Hi all,

    This challenge seems hard to solve.

    Well, search no longer ! The solution is here !

    This is the circuit :


    How does it work ?

    After powering on, C1 will be charged through R3 and the closed relay contact.

    Since S1 is open, T1 is blocked and the relay is in rest position.

    Now, when we push S1, C1 discharges through R1 and quickly turns on T1.

    The relay is energized and its contacts are reversed. We see also that T1 is kept conducted by the relay contact through resistors R2 & R4 in series.
    No matter how long we keep pressing S1, the situation does not change since the transistor is kept conducting by R2 & R4.

    Since the lamp is in series with the relay coil, it is lit.

    Remember that we talked about the relay in earlier posts ? It has a coil made for 6V. So we need to protect it against over voltage, thus we put the lamp in series.

    So, either we put the lamp in series or we can also put in in parallel with the relay coil. In this case we need a 120 Ohm resistor in series. To make assembly easier, I’ve chosen to put the lamp in series with the relay coil.

    This has also another advantage ! In rest position (lamp is not lit), C1 will be charged up to 9V. This is because the relay coil is not energized and thus not acting as a voltage divider.
    This higher voltage across C1 will make T1 conduct very quickly.

    Now, the top relay contact is also energized and we see that C1 is now discharged through R3 to Ground.
    Do you think this is needed ?
    You might think not, but if we would only briefly press S1, the capacitor might not be discharged completely and the 2nd action might not work !

    The 2nd action :
    When we press S1 again, the grounded potential of C1 opens T1 and the relay falls off.
    The situation is now again where we started.

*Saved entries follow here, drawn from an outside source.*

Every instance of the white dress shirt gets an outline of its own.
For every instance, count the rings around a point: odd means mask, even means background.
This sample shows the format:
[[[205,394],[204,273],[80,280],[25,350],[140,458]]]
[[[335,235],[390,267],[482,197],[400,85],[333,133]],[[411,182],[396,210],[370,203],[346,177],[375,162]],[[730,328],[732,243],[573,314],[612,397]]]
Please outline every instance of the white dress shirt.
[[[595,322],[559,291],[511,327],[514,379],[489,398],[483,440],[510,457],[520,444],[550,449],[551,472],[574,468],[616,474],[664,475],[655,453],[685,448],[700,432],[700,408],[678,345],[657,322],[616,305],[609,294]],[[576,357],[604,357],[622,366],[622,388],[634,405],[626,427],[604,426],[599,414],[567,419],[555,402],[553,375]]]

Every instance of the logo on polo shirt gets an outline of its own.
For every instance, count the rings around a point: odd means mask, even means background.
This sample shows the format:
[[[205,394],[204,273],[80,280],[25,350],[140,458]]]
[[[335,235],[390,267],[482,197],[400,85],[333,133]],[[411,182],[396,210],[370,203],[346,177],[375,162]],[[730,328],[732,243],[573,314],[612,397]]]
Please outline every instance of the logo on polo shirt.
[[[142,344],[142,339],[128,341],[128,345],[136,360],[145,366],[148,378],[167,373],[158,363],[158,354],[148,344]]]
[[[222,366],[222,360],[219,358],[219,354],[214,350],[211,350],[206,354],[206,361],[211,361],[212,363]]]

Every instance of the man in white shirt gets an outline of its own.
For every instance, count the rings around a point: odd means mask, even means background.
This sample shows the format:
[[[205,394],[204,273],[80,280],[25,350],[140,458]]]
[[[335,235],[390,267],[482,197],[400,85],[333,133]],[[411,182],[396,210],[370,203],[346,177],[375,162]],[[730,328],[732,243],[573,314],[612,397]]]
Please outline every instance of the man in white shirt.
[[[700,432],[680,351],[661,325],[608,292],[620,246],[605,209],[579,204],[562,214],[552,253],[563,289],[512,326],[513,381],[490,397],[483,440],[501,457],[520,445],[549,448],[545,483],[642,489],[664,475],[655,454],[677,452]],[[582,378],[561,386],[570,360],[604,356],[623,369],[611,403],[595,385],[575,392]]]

    Here comes the magic !
    The circuit will only work when the proper values of the resistors are chosen.

    R3 (100K Ohm) is too large to make T1 conduct.
    R1 (47 Ohm) is very small so a briefly large current can flow to the base of T1. At it’s peak, it will be 176mA and decaying very fast. T1 cannot be harmed this way.
    R2 & R4 keep T1 activated, but are large enough to block T1 when it receives the grounded potential of C1.

    I hope you enjoyed this brief explanation of this neat and small circuit.
    By using only 1 transistor, we can build some great working circuits, less is more !

    In the setup photograph, you’ll notice that we can connect the meter in series with a 100K Ohm resistor at the connected cross wire on top to see the charging and discharging of C1 in action !